L'OCS est étatisé en 1944 par le nouveau ministre du travail Marcel Déat. Dumoulin écrit dans l’Atelier un article dans lequel il attaque les fondateurs de l'OCS qui refusaient le contrôle des pouvoirs publics. Il vante la transformation de l’OCS en « un organisme semi-public, contrôlé par la puissance publique, administré par un délégué général nommé par le ministre ». Et moque « ces Messieurs qui voulaient rester les maîtres » et refusaient de confier leur création à « un ouvrier intelligent, capable et énergique ». Dumoulin a aussi été nommé par le ministre Jean Bichelonne en décembre 1943 membre du Conseil supérieur du travail. Il fuit Paris en août 1944 puis se cache dans l’Eure, comme valet de ferme, pour échapper à l'épuration. Jusqu’au moment où il décide de se présenter devant ses juges en 1951, à 74 ans, alors qu'il avait été condamné à mort par contumace le 20 avril 1948, par la Cour de justice de la Seine. Il se constitue prisonnier le 29 octobre 1951, est mis en liberté provisoire jusqu'à son procès qui se tient en octobre 1953. 

Il y affirme: « Moi, j'ai toujours été pour le rapprochement franco-allemand. Ça peut vous plaire ou ne pas vous plaire. Peut-être ai-je anticipé ? (...) Cela n'empêche pas que l'hitlérisme m'inspirait un profond dégoût. C'est une doctrine qui n'admet pas le syndicalisme, elle n'est pas dans l'esprit français. (...) Les faits que vous me rappelez, je n'ai jamais eu à en rougir. Dans une vie ardente comme la mienne, pendant cinquante ans, on peut commettre des erreurs. J'en reconnais quelques-unes. Mais ce qui est fait est fait. Je parle ici avec mon cœur ». Pour justifier d'avoir attendu plusieurs années avant de se présenter devant la justice, il déclare: « Je n'ai pas eu confiance dans les cours de justice ni dans les chambres civiques. Je ne pouvais pas faire confiance à ces jurys de partisans. J'ai combattu les communistes, non pour les empêcher d'exister, mais pour qu'ils ne s'emparent pas de la C.G.T. Ils m'en ont voulu. Lorsqu'ils m'ont tenu, même absent, dans une cour de justice il fallait bien qu'ils me condamnent au moins à mort. Cela n'empêche pas que j'en avais assez d'attendre. 
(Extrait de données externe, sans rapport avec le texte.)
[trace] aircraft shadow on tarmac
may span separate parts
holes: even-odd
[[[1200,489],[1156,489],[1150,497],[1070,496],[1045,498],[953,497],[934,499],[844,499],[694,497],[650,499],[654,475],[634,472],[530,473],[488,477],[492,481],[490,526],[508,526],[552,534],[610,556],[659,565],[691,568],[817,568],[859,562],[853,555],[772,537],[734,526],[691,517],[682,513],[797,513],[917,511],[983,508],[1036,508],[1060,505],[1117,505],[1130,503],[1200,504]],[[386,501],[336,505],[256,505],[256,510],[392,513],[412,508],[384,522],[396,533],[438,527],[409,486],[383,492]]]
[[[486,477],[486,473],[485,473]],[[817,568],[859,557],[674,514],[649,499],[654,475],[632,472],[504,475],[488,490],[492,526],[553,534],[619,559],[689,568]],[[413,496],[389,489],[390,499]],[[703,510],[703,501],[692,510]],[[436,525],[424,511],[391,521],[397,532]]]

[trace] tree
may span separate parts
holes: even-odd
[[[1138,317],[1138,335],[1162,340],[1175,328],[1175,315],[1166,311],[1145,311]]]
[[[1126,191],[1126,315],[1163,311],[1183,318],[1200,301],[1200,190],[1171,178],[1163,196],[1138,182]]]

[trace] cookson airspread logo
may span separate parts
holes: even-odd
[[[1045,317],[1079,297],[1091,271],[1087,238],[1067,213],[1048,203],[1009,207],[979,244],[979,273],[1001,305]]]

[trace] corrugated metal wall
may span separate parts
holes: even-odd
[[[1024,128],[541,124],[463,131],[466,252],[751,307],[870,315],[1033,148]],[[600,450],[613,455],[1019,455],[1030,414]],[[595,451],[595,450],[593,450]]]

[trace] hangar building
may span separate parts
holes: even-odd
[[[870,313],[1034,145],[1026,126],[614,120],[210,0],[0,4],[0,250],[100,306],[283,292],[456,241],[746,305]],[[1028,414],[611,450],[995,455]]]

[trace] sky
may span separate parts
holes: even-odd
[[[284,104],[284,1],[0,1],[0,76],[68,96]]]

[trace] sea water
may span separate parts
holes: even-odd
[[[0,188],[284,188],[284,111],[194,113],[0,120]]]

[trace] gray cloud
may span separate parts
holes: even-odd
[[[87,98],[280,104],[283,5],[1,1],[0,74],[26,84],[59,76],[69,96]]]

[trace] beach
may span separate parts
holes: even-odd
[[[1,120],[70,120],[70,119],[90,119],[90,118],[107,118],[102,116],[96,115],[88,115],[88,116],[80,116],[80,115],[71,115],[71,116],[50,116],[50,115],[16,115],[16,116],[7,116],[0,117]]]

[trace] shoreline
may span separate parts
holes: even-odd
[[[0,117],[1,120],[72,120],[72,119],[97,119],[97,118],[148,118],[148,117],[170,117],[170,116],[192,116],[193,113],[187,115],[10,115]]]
Je ne savais rien de ce qui se passait. Je travaillais dans une ferme. A soixante-dix ans j'ai repris la fourche. Mais des amis me disaient que le climat n'était pas encore favorable » ( en 1951 est votée la première loi d'amnistie ). Il est condamné par le tribunal militaire de Paris à 2 ans de prison et à 20 000 francs d’amende le 15 octobre 1953. On le trouve ensuite parmi les collaborateurs occasionnels des Études sociales et syndicales de Claude Harmel, ancien du RNP, et du très anticommuniste Centre d'archives et de documentation de Georges Albertini, l'ancien no 2 du RNP. Cet ancien franc-maçon se convertit au catholicisme et collabore aussi à la revue catholique traditionaliste et anticommuniste Itinéraires (revue).

Publications

  • Les Syndicalistes français et la guerre, préface d'André Girard, Comité central des C.S.R., 1921
  • Carnets de Route, quarante années de la vie militante, préface de René Belin, Éditions de l'avenir, Lille, 1940.